Samuel passed his son back to Kali, who cradled the feverish boy, while Daneel continued to hold the body of old Salu across his shoulder like the carcass of a hunted boar.

‘Where are we?’ Captain Orrell asked with wonder.

‘This used to be Mount Karthma,’ Samuel told them. ‘We are in the middle of what was once the Paatin desert. The desert still exists, beyond the horizon, but here, it has been blasted into this. This is the heart of the Darkening.’

‘We’re back in Amandia?’ Daneel queried with amazement.

‘Yes,’ Samuel said.

‘What did this?’ Orrell asked. ‘I have never seen such terrain.’

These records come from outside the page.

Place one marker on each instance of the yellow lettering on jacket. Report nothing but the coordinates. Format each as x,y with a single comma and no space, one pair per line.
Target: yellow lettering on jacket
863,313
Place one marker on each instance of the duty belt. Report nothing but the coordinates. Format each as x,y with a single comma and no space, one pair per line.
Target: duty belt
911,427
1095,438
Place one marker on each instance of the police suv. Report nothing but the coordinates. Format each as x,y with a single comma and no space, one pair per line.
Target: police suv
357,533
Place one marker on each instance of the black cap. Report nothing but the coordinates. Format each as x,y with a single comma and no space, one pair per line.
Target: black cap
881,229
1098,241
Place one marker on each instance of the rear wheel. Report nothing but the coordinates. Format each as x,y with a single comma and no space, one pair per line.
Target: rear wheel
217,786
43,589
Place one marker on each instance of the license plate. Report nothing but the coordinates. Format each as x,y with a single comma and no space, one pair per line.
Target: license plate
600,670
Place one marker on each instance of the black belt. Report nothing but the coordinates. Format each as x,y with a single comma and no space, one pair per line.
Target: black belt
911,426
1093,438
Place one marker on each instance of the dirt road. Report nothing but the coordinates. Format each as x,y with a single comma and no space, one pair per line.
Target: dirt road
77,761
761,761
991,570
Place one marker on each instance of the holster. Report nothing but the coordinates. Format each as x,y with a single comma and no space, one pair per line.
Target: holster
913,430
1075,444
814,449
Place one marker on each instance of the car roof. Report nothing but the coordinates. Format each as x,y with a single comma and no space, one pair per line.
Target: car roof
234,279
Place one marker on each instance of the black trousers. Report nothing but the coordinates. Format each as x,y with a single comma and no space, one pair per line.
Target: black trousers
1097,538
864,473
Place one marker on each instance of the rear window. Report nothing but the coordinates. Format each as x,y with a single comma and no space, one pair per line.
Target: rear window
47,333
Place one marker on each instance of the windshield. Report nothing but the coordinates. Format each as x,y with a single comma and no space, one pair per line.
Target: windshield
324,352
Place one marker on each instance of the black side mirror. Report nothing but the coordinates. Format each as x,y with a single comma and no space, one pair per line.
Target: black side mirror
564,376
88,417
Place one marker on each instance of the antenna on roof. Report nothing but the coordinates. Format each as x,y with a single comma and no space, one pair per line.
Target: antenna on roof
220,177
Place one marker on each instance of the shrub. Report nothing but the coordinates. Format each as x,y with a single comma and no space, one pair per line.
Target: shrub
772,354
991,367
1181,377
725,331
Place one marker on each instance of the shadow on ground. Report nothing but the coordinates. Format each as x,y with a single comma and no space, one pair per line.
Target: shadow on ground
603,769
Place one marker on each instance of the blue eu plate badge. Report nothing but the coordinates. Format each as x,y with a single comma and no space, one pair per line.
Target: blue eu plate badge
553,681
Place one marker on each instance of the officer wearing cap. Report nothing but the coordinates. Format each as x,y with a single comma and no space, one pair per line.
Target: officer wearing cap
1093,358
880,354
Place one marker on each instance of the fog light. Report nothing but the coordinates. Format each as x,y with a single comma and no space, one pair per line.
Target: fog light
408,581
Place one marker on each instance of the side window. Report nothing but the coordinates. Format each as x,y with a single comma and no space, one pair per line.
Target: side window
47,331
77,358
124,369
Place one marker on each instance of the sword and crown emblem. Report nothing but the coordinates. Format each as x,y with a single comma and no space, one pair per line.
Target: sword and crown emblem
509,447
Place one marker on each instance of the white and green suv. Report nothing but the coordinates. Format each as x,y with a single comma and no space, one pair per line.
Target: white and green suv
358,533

‘Another magician called Cang summoned a stone from the heavens. It was his goal to destroy the Demon King, even though he knew most of humanity would be lost in the process. Luckily, that singular Starfall was averted, but the broken pieces still rained upon the earth and caused the Darkening. Some struck Garteny. Others struck further east. The largest piece landed here and the magical stone of Mount Karthma was transformed into this, a sea of glass. The place still retains its magic defying powers, so it is here that I could not find Lomar; until now.’

‘And what is that?’ Leopold asked, gesturing towards the tiny dwelling.

‘Our destination,’ Samuel responded.

A figure was standing outside the building, cloaked in black cloth that fluttered with the wind. As they neared, they could see it was Lomar.

He beckoned for them to come closer, waiting for them with a strange, welcoming smile. The deep brown skin of his face still retained the wrinkles of someone kind. His short grey hair and stubbled beard were speckled with grey, and he did not appear like any kind of foe. Indeed, if he was their enemy he did not act like it now. He was far more appealing in features than Samuel ever could be.

‘Come, come!’ he called to them. ‘You’ve all made it. Wonderful. Come inside.’ And he returned into his hovel, stooping over to get his tall form through the entranceway.

‘Do we follow him?’ Leopold asked.

Samuel nodded. ‘It is time for everyone to show their cards. This will all be finished soon.’

‘Are you not concerned, Samuel?’ the Emperor asked.

The magician did not answer immediately, and as he ducked down to enter the dwelling he paused and looked back to Leopold. ‘What will be, will be, Leopold.’

It was an honest answer, but not particularly reassuring.

Inside, the building was a single rounded room, with the most modest of comforts. A fire burned beneath a primitive chimney, yet the air was free of the smell of smoke. The room was evenly lit, rather than with the flickering light one would expect from such a fireplace. Some bedding sat against the wall with a bucket of water with some cups stacked beside it. A round wooden table took up the middle of the space with four chairs around it.